Balance is a popular word with women. We always seem to be looking for it, trying to achieve it, or wondering if such a thing is even possible.
For me, balancing career and motherhood is very important. I love my career. I wish I could do it without having to actually go into the office every day, but I love that it gives me a sense of self. I am a tv producer and host. Some days that means sitting at my desk all day wearing headphones to drown out my co-workers while I write scripts. Some days I’m in the studio or on location for a shoot. Those days are long but fun. Today I’m actually flying in the corporate jet to attend the Daytime Emmy awards… my first national nomination. For me it’s a job that’s easy to love.
Of course I also love being a mom. God and family are my number one priorities. And to tell the truth I think I do a pretty darn good job of balancing everything. For example, yesterday I came home from work and cooked dinner for the family while whipping up a batch of homemade salsa, then took a walk with the kids. Today, however, I told them to make their own lunch while I worked on spackling on enough makeup to last thru the flight to LA and the awards gala. I did not feel guilty about it. In fact, I made them unload the dishwasher and take out the trash too. In our household everybody pitches in. I like to think I’m teaching them not only about balance for mom, but how a run a healthy functioning household.
There are a few things to be cautioned of when pursuing both career and family…
– Travel – this can be fun or necessary for work, but if your kids are young or have special needs, I recommend you travel as little as possible. They need routine and to have both parents home at night whenever possible.

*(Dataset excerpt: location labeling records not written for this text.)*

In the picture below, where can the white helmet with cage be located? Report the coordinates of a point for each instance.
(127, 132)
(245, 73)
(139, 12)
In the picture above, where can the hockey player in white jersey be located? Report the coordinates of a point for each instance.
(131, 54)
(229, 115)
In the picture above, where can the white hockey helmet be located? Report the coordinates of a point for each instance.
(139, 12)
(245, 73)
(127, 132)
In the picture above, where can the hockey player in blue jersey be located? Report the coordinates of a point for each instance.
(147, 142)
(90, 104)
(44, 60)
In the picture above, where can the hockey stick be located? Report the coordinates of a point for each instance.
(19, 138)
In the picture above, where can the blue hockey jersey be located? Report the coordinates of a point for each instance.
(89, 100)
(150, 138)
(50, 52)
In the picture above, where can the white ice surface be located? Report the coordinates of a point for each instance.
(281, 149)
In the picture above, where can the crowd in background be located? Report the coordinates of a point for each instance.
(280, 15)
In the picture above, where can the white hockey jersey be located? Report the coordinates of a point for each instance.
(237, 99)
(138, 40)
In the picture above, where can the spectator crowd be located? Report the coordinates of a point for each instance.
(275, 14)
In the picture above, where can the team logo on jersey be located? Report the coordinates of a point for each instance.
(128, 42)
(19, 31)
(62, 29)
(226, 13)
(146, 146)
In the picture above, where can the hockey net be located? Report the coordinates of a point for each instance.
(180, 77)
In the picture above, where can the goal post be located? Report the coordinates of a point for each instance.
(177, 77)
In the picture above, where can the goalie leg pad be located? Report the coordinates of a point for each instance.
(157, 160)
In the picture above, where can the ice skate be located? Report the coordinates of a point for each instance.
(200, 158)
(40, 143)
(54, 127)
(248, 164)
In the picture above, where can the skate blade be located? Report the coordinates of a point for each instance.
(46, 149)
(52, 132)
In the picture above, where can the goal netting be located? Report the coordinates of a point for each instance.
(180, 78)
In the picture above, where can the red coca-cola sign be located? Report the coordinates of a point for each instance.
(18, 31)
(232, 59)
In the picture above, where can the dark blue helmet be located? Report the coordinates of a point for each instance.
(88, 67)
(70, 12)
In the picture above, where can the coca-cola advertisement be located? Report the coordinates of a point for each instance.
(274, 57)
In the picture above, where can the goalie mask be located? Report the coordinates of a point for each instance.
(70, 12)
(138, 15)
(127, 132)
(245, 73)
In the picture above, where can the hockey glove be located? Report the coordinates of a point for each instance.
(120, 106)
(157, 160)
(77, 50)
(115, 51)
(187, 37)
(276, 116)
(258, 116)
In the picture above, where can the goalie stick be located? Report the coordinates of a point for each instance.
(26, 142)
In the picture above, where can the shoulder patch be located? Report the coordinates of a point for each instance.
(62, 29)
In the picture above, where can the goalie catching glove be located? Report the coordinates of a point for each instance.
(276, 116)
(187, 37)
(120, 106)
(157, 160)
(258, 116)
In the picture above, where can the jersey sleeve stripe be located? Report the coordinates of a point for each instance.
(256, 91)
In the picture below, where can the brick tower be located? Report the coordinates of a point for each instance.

– Flexibility – whenever possible, one parent must have a job that is at least somewhat flexible with hours. You and your spouse can decide who that is, and make sure that’s the parent on the school’s emergency call list. My husband is off work every other Thursday, so that’s the day we try to schedule appointments. I can shift my lunch hour, so that allows for parent-teacher meetings, etc.
– Commute – pay attention to how much of your day is spent sitting in the car. When my boys were in private school we commuted together, which turned out to be a great time for bonding and working on spelling words. Dad still has a lengthy commute but we try to help him out by taking care of errands so that he can concentrate on getting home as quickly as possible.
– Stepkids – don’t let the kids who don’t live with you full time fall through the cracks. Obviously, you can’t attend every game/performance/meeting if these kids live far away, but you must find ways to show up for them whenever possible. My husband goes to lunch with the 7 year old on his Thursday’s off (when appointments don’t conflict), and he attends the football games where our 14 year old is playing in the band. Since our 5 kids represent 3 households, we frequently have to divide and conquer so that at least one of us can cheer them on.
As you can probably tell, balance is something that has an ebb & flow. Rejoice when you have it, but don’t sweat it if your day feels like Dorothy’s house just before landing in Oz. When balance seems unattainable just focus on one step. Ask yourself, “what is the next best step I can take?”. And take it!